# Policies.ProbabilityPursuit module¶

The basic Probability Pursuit algorithm.

• We use the simple version of the pursuit algorithm, as described in the seminal book by Sutton and Barto (1998), https://webdocs.cs.ualberta.ca/~sutton/book/the-book.html.

• Initially, a uniform probability is set on each arm, $$p_k(0) = 1/k$$.

• At each time step $$t$$, the probabilities are all recomputed, following this equation:

$\begin{split}p_k(t+1) = \begin{cases} (1 - \beta) p_k(t) + \beta \times 1 & \text{if}\; \hat{\mu}_k(t) = \max_j \hat{\mu}_j(t) \\ (1 - \beta) p_k(t) + \beta \times 0 & \text{otherwise}. \end{cases}\end{split}$
• $$\beta \in (0, 1)$$ is a learning rate, default is BETA = 0.5.

• And then arm $$A_k(t+1)$$ is randomly selected from the distribution $$(p_k(t+1))_{1 \leq k \leq K}$$.

• References: [Kuleshov & Precup - JMLR, 2000](http://www.cs.mcgill.ca/~vkules/bandits.pdf#page=6), [Sutton & Barto, 1998]

Policies.ProbabilityPursuit.BETA = 0.5

Default value for the beta parameter

class Policies.ProbabilityPursuit.ProbabilityPursuit(nbArms, beta=0.5, prior='uniform', lower=0.0, amplitude=1.0)[source]

The basic Probability pursuit algorithm.

__init__(nbArms, beta=0.5, prior='uniform', lower=0.0, amplitude=1.0)[source]

New policy.

probabilities = None

Probabilities of each arm

startGame()[source]

Reinitialize probabilities.

property beta

Constant parameter $$\beta(t) = \beta(0)$$.

__str__()[source]

-> str

getReward(arm, reward)[source]

Give a reward: accumulate rewards on that arm k, then update the probabilities $$p_k(t)$$ of each arm.

choice()[source]

One random selection, with probabilities $$(p_k(t))_{1 \leq k \leq K}$$, thank to numpy.random.choice().

choiceWithRank(rank=1)[source]

Multiple (rank >= 1) random selection, with probabilities $$(p_k(t))_{1 \leq k \leq K}$$, thank to numpy.random.choice(), and select the last one (less probable).

choiceFromSubSet(availableArms='all')[source]

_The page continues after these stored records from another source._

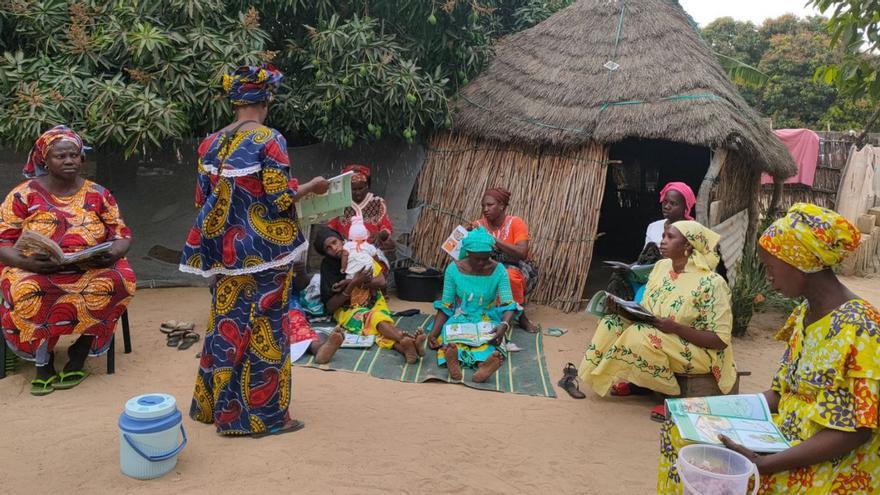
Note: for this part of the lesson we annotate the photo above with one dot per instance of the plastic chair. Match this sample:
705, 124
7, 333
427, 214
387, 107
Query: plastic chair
111, 353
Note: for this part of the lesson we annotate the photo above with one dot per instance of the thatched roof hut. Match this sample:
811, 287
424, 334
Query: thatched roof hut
597, 73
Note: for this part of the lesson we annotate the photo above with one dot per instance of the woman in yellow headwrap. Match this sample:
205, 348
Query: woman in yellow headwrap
690, 332
826, 394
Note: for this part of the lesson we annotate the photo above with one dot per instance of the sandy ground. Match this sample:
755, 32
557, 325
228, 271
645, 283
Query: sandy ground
362, 435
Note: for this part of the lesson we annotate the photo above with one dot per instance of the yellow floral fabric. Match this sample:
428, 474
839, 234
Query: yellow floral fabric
642, 355
810, 238
829, 377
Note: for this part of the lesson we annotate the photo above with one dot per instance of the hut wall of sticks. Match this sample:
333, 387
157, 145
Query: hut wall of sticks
834, 149
541, 119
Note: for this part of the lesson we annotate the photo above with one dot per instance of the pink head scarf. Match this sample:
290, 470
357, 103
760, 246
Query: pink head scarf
689, 198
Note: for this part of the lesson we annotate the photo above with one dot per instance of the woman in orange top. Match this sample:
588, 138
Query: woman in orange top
511, 247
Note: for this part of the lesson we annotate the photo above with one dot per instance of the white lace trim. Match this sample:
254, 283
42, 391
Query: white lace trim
232, 172
290, 258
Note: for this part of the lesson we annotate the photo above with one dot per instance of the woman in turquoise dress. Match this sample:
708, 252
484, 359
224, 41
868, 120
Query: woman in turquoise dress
475, 290
245, 240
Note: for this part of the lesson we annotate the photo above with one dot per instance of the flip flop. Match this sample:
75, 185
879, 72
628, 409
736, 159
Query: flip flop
43, 387
569, 382
555, 332
70, 379
175, 337
292, 426
658, 413
170, 326
187, 340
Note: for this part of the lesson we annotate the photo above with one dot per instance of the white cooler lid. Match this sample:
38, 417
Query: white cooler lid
150, 406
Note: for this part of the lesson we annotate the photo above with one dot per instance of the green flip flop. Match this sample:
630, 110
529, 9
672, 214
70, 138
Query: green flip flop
43, 387
70, 379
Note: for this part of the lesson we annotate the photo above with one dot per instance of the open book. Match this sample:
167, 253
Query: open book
472, 334
31, 242
745, 419
632, 311
634, 273
358, 341
320, 208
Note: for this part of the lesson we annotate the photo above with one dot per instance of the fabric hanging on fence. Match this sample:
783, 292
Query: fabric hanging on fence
803, 146
856, 192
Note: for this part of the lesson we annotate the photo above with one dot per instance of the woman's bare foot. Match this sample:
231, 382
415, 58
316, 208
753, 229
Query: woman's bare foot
488, 367
407, 347
420, 342
329, 348
452, 363
527, 324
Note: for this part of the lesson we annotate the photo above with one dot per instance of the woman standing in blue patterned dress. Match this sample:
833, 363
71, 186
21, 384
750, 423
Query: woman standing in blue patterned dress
246, 238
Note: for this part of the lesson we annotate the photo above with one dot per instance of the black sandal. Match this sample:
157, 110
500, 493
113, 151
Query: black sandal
569, 382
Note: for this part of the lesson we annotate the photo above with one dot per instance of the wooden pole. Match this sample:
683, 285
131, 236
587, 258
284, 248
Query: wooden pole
718, 157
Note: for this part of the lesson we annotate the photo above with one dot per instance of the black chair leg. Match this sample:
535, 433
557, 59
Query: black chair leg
111, 356
126, 333
2, 357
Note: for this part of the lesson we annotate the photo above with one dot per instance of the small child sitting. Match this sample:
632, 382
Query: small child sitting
358, 255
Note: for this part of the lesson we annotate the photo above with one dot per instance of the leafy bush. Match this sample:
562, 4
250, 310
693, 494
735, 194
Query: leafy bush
135, 74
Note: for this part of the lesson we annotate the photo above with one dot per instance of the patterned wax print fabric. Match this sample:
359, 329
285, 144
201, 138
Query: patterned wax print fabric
640, 354
246, 223
364, 319
251, 84
40, 308
523, 276
829, 377
374, 212
473, 299
243, 382
810, 238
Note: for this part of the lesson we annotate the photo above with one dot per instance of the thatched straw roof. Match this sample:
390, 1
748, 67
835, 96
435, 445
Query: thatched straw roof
549, 85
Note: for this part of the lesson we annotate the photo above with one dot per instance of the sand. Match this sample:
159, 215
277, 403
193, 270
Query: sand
362, 435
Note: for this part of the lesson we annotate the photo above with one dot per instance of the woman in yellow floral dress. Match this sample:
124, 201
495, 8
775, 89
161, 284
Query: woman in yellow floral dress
825, 394
691, 331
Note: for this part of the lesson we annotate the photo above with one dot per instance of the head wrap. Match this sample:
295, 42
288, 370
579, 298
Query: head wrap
36, 164
704, 242
251, 84
810, 238
685, 190
478, 240
361, 173
500, 194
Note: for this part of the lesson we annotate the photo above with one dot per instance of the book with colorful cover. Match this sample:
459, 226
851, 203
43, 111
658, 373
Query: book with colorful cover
320, 208
452, 244
631, 310
745, 419
472, 334
30, 242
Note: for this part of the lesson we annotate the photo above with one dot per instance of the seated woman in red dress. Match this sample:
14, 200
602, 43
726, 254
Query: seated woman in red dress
42, 299
366, 204
511, 247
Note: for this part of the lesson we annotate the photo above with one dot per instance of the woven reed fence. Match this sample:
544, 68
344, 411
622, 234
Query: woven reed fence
833, 153
558, 194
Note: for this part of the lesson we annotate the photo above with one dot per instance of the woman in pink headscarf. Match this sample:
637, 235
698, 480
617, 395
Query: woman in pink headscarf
677, 200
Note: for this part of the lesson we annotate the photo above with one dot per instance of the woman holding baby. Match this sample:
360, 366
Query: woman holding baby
356, 302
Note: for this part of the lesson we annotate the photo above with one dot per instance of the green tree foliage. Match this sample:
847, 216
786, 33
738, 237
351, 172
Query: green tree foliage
790, 50
139, 74
855, 28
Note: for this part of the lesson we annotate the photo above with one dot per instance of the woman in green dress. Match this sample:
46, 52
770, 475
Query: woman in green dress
475, 290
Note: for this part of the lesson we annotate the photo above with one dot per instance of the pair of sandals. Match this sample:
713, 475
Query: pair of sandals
64, 380
179, 334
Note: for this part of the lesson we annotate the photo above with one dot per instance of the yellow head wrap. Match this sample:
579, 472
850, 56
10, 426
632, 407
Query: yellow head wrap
703, 241
810, 238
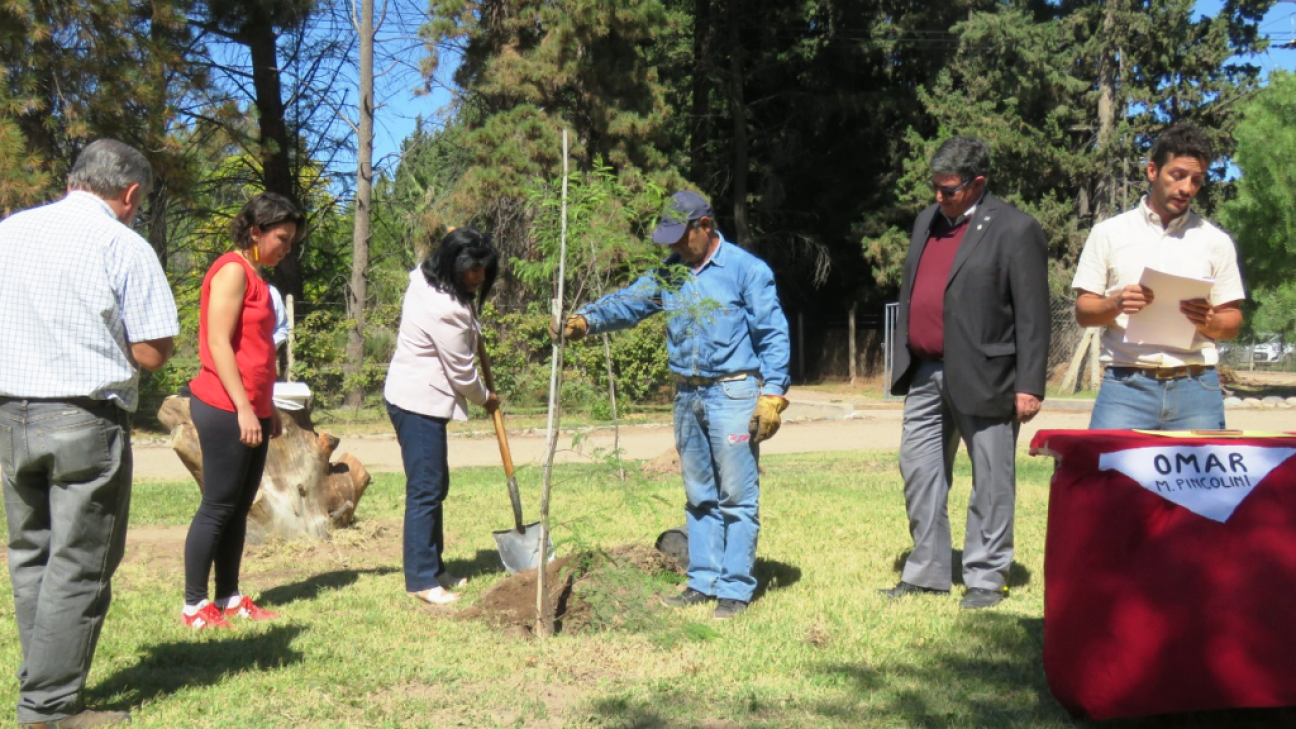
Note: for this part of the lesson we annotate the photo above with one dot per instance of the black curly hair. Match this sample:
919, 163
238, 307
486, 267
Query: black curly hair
458, 252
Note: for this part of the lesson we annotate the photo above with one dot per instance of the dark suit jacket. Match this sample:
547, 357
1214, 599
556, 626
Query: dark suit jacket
997, 318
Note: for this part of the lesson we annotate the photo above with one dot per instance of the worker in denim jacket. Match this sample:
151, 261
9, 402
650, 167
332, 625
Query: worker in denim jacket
727, 343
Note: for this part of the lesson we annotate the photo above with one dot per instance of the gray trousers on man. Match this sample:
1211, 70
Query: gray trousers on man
929, 440
66, 492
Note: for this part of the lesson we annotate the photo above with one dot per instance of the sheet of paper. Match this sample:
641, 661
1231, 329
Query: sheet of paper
1161, 323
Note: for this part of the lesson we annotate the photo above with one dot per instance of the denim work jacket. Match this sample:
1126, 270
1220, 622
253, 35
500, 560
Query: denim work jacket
722, 319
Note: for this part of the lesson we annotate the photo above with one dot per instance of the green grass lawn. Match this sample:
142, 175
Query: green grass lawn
818, 647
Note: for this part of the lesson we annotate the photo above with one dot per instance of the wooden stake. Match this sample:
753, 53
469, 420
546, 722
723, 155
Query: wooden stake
850, 335
292, 324
543, 621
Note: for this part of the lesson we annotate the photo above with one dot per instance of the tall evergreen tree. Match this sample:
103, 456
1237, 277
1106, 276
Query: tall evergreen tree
528, 69
75, 71
1261, 217
1071, 96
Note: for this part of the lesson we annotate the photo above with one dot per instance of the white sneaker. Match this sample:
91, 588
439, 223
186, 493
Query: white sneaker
436, 596
451, 581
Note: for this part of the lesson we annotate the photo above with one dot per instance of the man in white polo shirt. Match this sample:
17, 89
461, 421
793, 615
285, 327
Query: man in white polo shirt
83, 305
1152, 387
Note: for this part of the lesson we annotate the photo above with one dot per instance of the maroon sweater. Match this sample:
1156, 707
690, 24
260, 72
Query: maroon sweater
927, 300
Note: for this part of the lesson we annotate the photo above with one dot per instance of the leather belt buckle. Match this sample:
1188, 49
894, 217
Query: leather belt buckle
1181, 371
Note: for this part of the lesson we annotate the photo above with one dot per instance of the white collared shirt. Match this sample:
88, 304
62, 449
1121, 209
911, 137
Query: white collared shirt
433, 370
1120, 248
77, 288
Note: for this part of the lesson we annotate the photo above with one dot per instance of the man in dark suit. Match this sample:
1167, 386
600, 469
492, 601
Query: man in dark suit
975, 296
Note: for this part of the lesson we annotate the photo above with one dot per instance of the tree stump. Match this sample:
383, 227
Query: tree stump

One random selection, from availableArms, with probabilities $$(p_k(t))_{1 \leq k \leq K}$$, thank to numpy.random.choice().

__module__ = 'Policies.ProbabilityPursuit'
choiceMultiple(nb=1)[source]

Multiple (nb >= 1) random selection, with probabilities $$(p_k(t))_{1 \leq k \leq K}$$, thank to numpy.random.choice().